Genova. Il sostituto procuratore Silvio Franz ha chiuso le indagini per l’omicidio di Davide Di Maria, ammazzato con una coltellata al petto il 17 settembre del 2016 in un piccolo appartamento a Molassana. L’unico indagato per omicidio è il 34 enne Guido Morso con cui Di Maria insieme ai ‘soci’ Mor N’Diaye e Christian Beron, aveva un appuntamento per un debito di droga. Guido, che era arrivato all’appuntamento con il padre Enzo Morso armato di pistola, entra nell’abitazione e viene probabilmente aggredito dal trio. N’Diaye, già noto per episodi di violenza, lo aspetta bardato con i paramenti da combattimento, con tanto di nocchiere, guscio protettivo e cavigliere.

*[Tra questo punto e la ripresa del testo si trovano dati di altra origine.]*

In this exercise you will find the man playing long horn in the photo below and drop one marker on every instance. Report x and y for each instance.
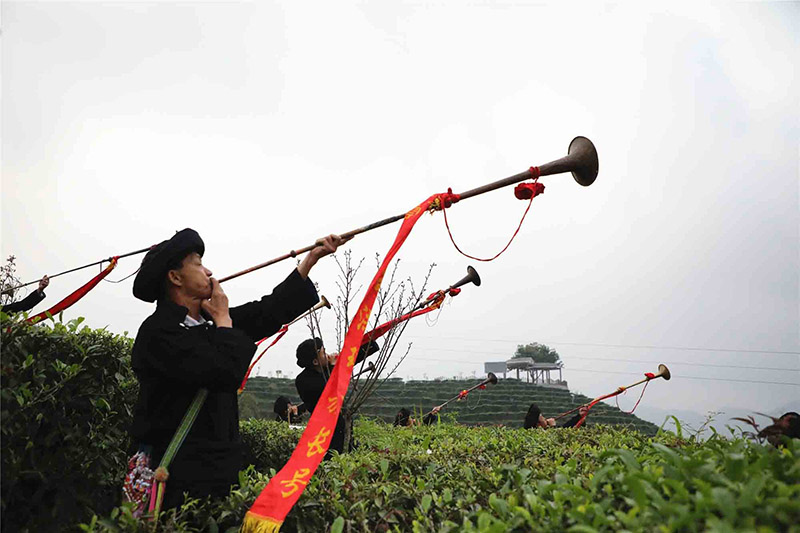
(194, 341)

Ne nasce una rissa. Parte anche un colpo di pistola il cui proiettile finisce incastrato in un mobile. Ad uccidere il pusher 28 enne sarà invece una coltellata. Quello che accade veramente in quella stanza chiusa però lo sanno solo i protagonisti rimasti vivi, da un lato i due Morso, dall’altro N’Diaye e Beron, che nel corso delle indagini condotte dalla squadra mobile daranno versioni contrastanti con dettagli modificati nel corso del tempo.
In particolare Guido Morso, difeso dall’avvocato Riccardo Lamonaca, che si era costituito il giorno dopo l’omicidio confesserà di aver sparato il colpo di pistola, quando si credeva che fosse l’arma da fuoco ad aver ucciso il 28 enne, ma non ha mai ammesso di essere stato lui ad accoltellarlo. Anche il padre di Guido, Vincenzo (difeso da Mario Iavicoli), si era costituito dopo un paio di settimane: ma lui è accusato solo di aver accompagnato il figlio portando con sé una pistola. Tutti gli altri sono accusati di rissa aggravata da cui è scaturita la morte di Di Maria.
Il 28 enne che il giorno prima dell’omicidio aveva aggredito con i suoi due soci due giovani del quartiere di Marassi colpevoli di aver rifiutato di rifornirsi di droga da loro, avrebbe avuto con Guido Morso un debito di alcune migliaia di euro è stato ritrovato con un polso e un polso e una caviglia legati con fascette da elettricista. Anche su questo i suoi ‘amici’ hanno dato versioni contrastanti parlando prima di un gioco con cui Di Maria avrebbe mostrato agli altri che era in grado di liberasi, poi di una scenetta allestita per l’arrivo di Guido Morso con cui N’Diaye e Beron avrebbero voluto fare vedere che ‘consegnavano’ il debitore.
Un fatto che non è mai stato chiarito come non è mai stata trovata l’arma del delitto (Guido Morso invece aveva spiegato lui stesso agli investigatori dove trovare la pistola). Il fascicolo sta per passare al sostituto procuratore Alberto Lari (il pm titolare dell’indagine ha ottenuto un incarico all’Eurojust dell’Aia) e l’avvocato Riccardo Lamonaca preannuncia la richiesta al pm di ulteriori accertamenti a cominciare da un nuovo interrogatorio per lo stesso Guido Morso.
Anche perché come emerso dalle indagini scientifiche sul cadavere di Davide Di Maria è stato trovato il dna di Marco N’Diaye e nessuna traccia invece di quello di Guido Morso, elemento che il difensore di Morso giudica quantomeno anomalo visto che l’omicidio secondo la perizia del medico legale Alessandro Bonsignore sarebbe scaturito proprio al termine di una colluttazione che presuppone un contatto fisico di un certo rilievo.